Es war Doktor Pickwicks Stimme, die mir antwortete. »Das liegt am Opium, Miss Holland.«
Es bedurfte einiger Augenblicke, um diese Feststellung zu verarbeiten.
»Sie erlitten einem schweren Schock«, erklärte Pickwick.
»Nach dem Angriff der Vrolok hast du das Bewusstsein verloren«, sagte mir Tom mit ruhiger Stimme. Ich spürte seine Hand sanft durch mein Haar streichen. »Du hast am ganzen Körper gezittert und hin und wieder panisch aufgeschrien. Wir dachten, du würdest nie wieder aus diesem fiebrigen Schlaf erwachen.«
»Das Opium diente der Beruhigung Ihrer Nerven«, schaltete sich der Doktor ein. »Wir entschieden uns zu dieser Behandlung auf Anraten al-Vatheks.«
Mein Blick fiel auf das erbrochene Blut. Erneut schwindelte mir, und wilde Vermutungen bemächtigten sich meiner. Hatte mich jener Vrolok im Wald verletzt? War dies eine Folge des Opiums? Weshalb fühlte ich mich derart schwach? Die Angst, von der Krankheit infiziert worden zu sein, war übermächtig.
»War er unser Retter?«, fragte ich Tom.
»Er war ein Gast der Gräfin Hunyady«, antwortete mein Bruder. »Doch eigentlich hatte er nach uns Ausschau gehalten.«
»Das verstehe ich nicht.«
»Al-Vathek und seine Jäger haben viele Vrolok getötet«, fuhr Tom fort. »Der Rest des Rudels ergriff die Flucht, als die Übermacht der Gegner offensichtlich wurde.« Tom lächelte mir zu, und ich erkannte die dunklen Ringe unter seinen Augen. Auch er wirkte erschöpft. »Nach unserer Rettung hat al-Vathek uns mit sich genommen.«
»Und hier sind wir nun.« Pickwick grinste.

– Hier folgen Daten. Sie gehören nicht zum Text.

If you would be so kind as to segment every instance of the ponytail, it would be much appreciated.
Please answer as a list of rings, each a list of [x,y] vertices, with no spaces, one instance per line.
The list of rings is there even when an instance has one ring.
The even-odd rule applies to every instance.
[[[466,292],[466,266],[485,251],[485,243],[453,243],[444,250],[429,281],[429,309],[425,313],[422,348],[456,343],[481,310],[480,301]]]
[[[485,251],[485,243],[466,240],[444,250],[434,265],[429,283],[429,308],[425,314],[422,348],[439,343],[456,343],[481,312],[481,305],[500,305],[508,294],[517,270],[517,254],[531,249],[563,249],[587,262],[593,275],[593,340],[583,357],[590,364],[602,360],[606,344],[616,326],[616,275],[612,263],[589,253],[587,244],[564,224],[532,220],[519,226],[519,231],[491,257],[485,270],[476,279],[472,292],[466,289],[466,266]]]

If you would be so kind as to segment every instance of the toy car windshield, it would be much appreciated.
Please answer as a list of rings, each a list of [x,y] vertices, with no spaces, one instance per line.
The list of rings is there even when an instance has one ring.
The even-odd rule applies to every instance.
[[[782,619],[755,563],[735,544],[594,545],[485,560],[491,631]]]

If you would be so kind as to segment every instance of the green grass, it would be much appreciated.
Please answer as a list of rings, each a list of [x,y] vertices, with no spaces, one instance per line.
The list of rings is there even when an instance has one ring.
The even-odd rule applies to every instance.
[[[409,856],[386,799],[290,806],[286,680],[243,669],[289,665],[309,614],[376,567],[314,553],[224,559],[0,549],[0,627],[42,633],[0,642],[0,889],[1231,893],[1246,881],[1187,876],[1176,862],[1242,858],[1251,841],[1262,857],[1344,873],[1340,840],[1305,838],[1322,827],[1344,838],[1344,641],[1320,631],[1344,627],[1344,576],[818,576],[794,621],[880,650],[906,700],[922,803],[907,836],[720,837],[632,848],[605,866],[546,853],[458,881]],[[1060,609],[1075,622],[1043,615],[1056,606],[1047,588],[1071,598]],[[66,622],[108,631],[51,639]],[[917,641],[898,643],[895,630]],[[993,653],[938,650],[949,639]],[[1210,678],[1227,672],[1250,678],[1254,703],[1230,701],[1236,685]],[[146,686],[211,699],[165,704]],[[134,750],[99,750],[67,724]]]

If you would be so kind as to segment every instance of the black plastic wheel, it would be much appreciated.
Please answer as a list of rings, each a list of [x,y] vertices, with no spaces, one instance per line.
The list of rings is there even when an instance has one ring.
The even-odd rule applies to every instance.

»Wie lange habe ich geschlafen?«
Der Doktor warf Tom einen langen Blick zu, worauf er sich erneut mir zuwandte und gestand: »Fast drei Tage. Wie bereits erwähnt, teilten wir die Befürchtung, Ihr Zustand könne von Dauer sein. Der Vrolok im Wald hatte Sie verletzt.«
»Wir alle sind von den Biestern gebissen worden. Und selbst der kleinste Kratzer …«
Ich entsann mich benommen des Schwerthiebs, der den Kopf des Vrolok vom Rumpf getrennt hatte. »Was ist mit dem Kind passiert?«
»Dem Jungen geht es gut. Al-Vathek hat ihn vor dem sicheren Tod bewahrt.«
»Tibor?«, fragte ich fast flüsternd.
Pickwick lächelte dünn. »Sie werden ihn bald wiedersehen.«
»Es geht ihm gut«, stellte Tom fest. Dann schlug er kurz den Blick nieder, und erneut fiel mir auf, wie müde und blass er wirkte. »Von den anderen hat niemand überlebt.« Ich dachte an die Brüder Csuha, die Vályis und Herrn Tucsek, an die verzweifelten Gesichter und die Schreie des kleinen Jungen, den die Vrolok als Opfergabe für ihren Götzen auserkoren hatten. »Al-Vathek wird uns heute Abend empfangen«, erklärte Tom. »Wie man uns mitteilte, ist er noch in dringenden Angelegenheiten unterwegs.«
Ich versuchte, meine Gedanken zu ordnen.
»Was geschieht jetzt mit mir?« Es fiel mir schwer, dem Doktor diese Frage zu stellen. Die Befürchtung, dass er eine Antwort darauf wissen könnte, ließ meine Stimme unsicher und brüchtig werden. Hatte er nicht gesagt, ich sei mit dem Blut der Kreatur in Berührung gekommen?